Bending fatigue damage reduction in indium tin oxide (ITO) by polyimide and ethylene vinyl acetate encapsulation for flexible solar cells

Abstract

Hybrid organic-inorganic perovskites hold tremendous promise for next-generation portable power source applications. However, the device reliability under severe mechanical deformations is limited due to the use of brittle indium tin oxide (ITO). In the current study, we have attempted to enhance the bendability of the device by employing an encapsulation on the ITO coated polyethylene terephthalate (PET) substrate. The aim of this encapsulant buffer layer is to shift the location of the maximum bending stresses away from the ITO as well as provide barrier properties against the environment. Ethylene-vinyl acetate (EVA), as well as Polyimide (PI) films, have been used as encapsulating materials with the aim to shift the location of the neutral axis to the ITO. Finite element analysis has been done to evaluate the principal stresses generated in ITO during monotonic bending under different modes of bending, the thickness of encapsulant layers as well as radii of bending.
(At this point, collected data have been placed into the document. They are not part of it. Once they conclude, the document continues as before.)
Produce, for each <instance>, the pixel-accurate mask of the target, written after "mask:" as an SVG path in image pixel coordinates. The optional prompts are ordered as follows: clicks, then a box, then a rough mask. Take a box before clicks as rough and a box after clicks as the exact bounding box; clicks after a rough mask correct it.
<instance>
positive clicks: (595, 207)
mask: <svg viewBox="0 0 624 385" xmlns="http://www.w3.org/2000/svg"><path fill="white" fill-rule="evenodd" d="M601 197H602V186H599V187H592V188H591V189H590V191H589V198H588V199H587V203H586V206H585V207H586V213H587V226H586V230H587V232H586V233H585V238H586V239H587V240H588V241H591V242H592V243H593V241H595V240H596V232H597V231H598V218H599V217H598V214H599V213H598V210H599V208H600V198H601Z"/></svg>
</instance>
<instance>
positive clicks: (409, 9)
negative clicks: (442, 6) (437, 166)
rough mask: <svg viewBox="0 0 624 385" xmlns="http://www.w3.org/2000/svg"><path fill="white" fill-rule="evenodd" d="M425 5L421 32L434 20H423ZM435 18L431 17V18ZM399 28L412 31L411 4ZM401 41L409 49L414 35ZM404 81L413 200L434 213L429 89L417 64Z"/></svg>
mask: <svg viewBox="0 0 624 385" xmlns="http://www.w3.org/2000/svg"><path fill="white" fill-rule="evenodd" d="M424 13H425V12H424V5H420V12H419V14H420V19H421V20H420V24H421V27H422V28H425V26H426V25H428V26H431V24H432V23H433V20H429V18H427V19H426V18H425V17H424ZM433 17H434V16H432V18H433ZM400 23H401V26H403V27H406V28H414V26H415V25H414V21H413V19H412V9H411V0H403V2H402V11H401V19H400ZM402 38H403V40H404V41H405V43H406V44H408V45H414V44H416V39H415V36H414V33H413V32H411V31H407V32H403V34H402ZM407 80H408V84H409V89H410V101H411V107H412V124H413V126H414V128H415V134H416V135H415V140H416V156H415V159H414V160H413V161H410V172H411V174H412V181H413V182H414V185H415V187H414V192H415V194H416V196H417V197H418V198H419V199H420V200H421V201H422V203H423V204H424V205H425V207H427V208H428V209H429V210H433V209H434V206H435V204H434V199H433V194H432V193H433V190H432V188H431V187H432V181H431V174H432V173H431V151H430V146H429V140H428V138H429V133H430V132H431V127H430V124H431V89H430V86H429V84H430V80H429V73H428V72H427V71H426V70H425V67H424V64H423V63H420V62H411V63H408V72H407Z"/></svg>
The effect of the number of bending cycles, mode of bending as well as the bending radii on the conductivity of the ITO have been studied experimentally. A large change in resistance of ITO film has been used as a metric to determine the failure of the ITO film. Samples encapsulated with an optimum thickness of PI shows a significant reduction in percentage change in resistance as compared to raw samples for both cases of bending, while EVA encapsulated samples hardly show any improvement. Moreover, both the modulus and thickness of an encapsulant play an important role in enhancing the bendability.